Bernadette Soubirous was born on 7 January 1844, at the Boly Mill, in Lourdes, a fertile and mountainous region in southern France.

She was to become one of the most famous seers of Our Lady, and Lourdes itself was to become known worldwide, both for the numerous apparitions of Our Lady and for the many miraculous cures there from the Lourdes water.

At age 11, Bernadette contracted Asthma, and this was later complicated by Tuberculosis, the combination of which conditions led to her death at the young age of 35.

Our Lady appeared to Bernadette 18 times in all, between 11 February 1858 and 16 July 1858, at the Grotto of Massabielle.

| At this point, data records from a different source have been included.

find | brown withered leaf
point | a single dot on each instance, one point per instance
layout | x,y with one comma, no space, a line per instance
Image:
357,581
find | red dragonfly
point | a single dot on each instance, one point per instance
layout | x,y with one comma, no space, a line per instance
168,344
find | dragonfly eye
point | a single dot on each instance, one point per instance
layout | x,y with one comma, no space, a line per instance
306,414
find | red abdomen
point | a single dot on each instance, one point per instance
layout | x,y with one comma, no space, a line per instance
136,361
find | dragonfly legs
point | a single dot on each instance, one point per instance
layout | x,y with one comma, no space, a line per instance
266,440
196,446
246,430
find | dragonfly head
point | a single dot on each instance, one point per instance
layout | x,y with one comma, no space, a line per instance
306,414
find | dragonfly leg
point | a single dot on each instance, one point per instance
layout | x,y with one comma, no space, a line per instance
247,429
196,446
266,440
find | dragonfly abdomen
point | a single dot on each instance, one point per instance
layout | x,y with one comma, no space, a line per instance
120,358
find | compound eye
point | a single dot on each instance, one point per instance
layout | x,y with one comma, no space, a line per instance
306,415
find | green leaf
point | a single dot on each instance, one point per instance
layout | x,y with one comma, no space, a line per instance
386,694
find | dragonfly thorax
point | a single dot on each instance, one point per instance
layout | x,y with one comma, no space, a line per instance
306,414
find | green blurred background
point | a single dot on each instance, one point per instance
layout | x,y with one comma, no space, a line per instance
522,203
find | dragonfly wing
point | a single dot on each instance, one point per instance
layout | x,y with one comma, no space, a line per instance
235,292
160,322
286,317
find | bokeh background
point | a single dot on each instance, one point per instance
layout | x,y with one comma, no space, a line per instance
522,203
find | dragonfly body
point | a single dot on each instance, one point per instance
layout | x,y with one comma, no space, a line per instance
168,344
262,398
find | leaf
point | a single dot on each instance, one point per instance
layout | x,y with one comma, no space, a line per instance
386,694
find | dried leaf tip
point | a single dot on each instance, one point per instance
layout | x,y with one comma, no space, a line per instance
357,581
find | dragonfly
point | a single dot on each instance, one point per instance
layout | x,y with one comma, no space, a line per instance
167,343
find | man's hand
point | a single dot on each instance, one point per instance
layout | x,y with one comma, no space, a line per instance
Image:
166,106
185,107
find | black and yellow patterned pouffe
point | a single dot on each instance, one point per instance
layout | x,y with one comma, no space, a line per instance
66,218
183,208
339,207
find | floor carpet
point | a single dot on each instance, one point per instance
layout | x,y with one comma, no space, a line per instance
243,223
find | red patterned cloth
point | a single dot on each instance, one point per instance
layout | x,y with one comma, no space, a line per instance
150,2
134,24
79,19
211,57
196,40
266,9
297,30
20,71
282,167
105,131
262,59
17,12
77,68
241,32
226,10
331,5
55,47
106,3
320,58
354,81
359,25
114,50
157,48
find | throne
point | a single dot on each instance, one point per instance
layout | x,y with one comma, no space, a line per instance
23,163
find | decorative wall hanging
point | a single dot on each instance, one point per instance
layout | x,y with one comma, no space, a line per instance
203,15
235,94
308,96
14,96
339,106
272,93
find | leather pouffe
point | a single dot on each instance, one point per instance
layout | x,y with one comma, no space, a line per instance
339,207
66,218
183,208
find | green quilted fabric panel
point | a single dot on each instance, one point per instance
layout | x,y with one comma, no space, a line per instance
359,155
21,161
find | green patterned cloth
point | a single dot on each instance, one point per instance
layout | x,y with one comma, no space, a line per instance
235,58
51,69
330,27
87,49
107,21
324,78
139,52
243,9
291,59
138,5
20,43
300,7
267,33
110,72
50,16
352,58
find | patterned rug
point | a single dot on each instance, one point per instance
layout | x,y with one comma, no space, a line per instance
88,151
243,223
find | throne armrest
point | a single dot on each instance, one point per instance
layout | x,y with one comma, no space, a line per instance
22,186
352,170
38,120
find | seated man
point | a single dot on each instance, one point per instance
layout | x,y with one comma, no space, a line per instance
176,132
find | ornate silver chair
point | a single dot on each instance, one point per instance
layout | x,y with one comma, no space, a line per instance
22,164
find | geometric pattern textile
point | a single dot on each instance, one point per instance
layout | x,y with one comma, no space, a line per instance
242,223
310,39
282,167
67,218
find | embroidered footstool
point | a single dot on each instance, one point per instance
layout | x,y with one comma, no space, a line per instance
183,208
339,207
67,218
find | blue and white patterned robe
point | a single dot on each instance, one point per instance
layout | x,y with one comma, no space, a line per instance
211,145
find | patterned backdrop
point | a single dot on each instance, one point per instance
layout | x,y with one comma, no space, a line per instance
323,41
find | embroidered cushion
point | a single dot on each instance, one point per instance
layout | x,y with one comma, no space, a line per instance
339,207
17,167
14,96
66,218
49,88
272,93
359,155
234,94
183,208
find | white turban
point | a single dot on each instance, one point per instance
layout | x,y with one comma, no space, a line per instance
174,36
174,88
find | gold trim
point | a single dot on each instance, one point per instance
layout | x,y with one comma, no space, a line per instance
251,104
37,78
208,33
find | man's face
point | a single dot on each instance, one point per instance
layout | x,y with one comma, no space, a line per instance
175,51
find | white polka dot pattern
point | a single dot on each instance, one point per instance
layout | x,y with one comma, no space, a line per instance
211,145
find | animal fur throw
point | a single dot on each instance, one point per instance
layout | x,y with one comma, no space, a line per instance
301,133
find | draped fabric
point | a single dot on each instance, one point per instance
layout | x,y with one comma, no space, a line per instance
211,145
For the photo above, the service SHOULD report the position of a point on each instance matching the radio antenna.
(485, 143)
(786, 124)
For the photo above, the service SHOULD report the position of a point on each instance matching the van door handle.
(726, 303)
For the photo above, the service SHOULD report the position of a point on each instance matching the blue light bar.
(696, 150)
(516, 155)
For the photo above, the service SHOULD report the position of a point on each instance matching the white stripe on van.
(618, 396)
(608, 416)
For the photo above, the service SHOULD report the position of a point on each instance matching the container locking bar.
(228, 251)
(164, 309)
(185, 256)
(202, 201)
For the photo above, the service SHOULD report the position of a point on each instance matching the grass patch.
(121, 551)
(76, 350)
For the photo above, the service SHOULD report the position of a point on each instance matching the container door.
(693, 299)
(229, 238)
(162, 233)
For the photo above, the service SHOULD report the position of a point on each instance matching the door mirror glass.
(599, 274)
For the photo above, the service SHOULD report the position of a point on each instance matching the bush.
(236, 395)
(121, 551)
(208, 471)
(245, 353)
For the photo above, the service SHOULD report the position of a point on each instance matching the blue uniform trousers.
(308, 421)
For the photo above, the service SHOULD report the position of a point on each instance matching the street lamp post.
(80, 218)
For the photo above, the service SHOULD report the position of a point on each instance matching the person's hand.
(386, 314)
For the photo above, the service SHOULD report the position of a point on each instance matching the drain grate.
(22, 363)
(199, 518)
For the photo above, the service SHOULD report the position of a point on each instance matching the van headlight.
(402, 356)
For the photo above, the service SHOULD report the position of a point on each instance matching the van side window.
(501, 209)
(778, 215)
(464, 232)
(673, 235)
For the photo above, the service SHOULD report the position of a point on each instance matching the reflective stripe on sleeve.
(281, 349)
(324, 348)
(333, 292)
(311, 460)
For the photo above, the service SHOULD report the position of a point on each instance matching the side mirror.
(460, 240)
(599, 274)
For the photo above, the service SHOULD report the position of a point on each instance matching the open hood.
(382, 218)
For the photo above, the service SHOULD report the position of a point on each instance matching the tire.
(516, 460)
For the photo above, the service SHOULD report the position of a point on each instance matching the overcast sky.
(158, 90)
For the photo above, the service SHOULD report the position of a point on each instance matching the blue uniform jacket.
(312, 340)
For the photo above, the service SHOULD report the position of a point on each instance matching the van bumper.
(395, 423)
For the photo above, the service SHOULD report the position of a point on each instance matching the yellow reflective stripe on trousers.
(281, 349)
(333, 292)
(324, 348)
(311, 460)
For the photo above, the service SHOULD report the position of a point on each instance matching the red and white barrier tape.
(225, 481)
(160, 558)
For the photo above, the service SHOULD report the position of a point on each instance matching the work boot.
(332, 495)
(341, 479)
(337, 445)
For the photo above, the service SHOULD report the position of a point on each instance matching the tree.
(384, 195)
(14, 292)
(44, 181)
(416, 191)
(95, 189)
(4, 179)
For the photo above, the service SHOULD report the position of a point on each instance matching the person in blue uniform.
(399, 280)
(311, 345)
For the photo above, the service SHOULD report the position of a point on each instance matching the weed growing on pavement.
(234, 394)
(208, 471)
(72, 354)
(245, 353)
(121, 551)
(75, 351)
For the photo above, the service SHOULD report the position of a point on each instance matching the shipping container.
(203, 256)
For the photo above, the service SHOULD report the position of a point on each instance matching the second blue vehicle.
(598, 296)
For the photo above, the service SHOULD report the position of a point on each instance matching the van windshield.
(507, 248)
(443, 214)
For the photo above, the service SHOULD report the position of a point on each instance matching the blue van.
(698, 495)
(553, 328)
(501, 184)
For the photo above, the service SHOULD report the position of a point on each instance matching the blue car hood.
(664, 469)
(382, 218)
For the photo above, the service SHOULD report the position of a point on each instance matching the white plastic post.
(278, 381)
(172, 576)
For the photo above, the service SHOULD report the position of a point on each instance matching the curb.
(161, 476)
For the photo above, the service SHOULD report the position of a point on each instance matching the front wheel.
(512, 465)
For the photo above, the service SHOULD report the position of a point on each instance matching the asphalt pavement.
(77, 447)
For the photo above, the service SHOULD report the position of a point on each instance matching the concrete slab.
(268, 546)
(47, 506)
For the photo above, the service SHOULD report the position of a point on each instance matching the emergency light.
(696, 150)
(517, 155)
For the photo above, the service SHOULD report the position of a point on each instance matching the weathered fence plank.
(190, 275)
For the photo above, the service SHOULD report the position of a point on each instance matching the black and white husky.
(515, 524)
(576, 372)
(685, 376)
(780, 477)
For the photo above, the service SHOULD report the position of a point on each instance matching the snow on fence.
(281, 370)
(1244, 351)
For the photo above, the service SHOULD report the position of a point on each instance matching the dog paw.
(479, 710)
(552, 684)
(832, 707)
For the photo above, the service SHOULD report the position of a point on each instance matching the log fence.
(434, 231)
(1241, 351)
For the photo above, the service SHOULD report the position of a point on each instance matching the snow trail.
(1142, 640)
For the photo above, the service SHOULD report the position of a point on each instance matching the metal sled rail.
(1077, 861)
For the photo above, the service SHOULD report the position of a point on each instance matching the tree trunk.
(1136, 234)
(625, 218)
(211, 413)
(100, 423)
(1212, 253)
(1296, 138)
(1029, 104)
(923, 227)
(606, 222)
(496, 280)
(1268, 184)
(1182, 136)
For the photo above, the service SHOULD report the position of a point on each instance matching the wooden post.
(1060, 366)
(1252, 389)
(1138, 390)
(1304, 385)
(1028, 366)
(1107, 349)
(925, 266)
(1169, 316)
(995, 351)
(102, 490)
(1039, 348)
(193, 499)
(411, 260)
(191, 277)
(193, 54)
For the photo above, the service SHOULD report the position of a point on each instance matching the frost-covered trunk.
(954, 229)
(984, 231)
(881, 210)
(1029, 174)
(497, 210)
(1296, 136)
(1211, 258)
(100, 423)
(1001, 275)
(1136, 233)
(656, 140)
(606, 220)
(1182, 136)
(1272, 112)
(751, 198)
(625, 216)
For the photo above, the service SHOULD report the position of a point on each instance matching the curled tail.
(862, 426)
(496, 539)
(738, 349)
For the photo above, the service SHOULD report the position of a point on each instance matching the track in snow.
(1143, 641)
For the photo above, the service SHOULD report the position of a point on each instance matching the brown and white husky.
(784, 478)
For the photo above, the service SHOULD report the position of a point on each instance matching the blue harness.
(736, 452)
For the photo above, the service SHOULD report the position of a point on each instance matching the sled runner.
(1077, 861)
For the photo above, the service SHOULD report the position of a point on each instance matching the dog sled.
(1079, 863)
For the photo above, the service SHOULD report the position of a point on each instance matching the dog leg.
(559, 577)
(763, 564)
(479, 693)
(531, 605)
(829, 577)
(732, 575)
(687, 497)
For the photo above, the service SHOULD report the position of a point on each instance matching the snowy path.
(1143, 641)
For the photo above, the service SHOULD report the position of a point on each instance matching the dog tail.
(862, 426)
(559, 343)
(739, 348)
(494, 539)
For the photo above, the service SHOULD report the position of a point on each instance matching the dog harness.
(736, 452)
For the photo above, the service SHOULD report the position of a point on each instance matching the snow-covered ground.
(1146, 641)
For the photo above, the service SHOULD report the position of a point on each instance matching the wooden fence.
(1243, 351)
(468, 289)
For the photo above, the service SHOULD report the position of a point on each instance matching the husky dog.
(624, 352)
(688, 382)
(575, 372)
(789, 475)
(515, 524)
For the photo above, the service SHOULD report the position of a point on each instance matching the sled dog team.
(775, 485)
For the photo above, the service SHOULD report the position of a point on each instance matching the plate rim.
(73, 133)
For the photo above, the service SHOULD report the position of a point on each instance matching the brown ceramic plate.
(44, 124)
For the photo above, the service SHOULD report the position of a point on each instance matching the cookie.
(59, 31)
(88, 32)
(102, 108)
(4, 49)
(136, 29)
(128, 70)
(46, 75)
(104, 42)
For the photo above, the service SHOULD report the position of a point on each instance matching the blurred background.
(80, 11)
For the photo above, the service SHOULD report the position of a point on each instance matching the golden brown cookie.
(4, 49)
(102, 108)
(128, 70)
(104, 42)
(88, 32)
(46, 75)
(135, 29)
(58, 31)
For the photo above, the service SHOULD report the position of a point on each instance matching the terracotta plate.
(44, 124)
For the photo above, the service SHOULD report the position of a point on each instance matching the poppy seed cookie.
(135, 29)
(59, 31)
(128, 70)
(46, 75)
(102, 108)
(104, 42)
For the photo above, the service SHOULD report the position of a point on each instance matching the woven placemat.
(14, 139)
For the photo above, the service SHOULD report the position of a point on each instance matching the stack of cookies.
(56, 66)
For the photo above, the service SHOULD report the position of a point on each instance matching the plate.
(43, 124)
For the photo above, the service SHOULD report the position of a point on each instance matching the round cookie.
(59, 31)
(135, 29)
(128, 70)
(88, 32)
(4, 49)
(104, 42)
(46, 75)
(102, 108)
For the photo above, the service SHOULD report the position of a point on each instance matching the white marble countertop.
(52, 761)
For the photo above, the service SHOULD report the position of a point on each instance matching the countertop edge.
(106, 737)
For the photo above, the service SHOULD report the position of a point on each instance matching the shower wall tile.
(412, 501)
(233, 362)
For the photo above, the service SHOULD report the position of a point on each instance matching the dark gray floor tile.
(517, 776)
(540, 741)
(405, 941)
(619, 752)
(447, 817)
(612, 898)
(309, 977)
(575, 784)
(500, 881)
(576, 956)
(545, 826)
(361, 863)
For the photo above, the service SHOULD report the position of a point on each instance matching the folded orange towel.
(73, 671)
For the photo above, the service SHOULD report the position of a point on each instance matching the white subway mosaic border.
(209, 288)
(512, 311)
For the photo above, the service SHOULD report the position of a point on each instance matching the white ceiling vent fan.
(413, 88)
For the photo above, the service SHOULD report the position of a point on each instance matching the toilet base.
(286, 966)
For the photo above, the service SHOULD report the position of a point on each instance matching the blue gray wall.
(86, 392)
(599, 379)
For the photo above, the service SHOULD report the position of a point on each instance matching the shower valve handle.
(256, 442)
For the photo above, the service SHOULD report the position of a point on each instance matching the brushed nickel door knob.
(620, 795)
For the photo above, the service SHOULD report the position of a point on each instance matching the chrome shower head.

On the ninth apparition, on February 25, Our Lady told Bernadette to drink from the spring. Since she could not see a spring, she started to go to the river, but the vision called her back, and pointed to a particular spot in the grotto. Bernadette got down on her hands and knees, and found a patch of damp soil, but could not drink from it. She dug into it with her hands, and water began to flow, so that she could drink some. That spring has flowed ever since, and pilgrims there fill their own containers with water from the spring. Many thousands of miraculous cures have been attributed to the water - that is to the saving and loving action of Our Lady and her Divine Son, through the sign of the water. The water has been scientifically analysed and found to contain nothing which could possibly contribute to miraculous cures.

Bernadette was canonised (declared a Saint) on 8th December (Feastday of the Immaculate Conception) in 1933 by Pope Pius XI.

Her body was exhumed in 1926, almost 50 years after her death, and found to be incorrupt.

Her body is now enclosed in a Brass and Crystal coffin, and on view, in the chapel at the Convent of Nevers, France.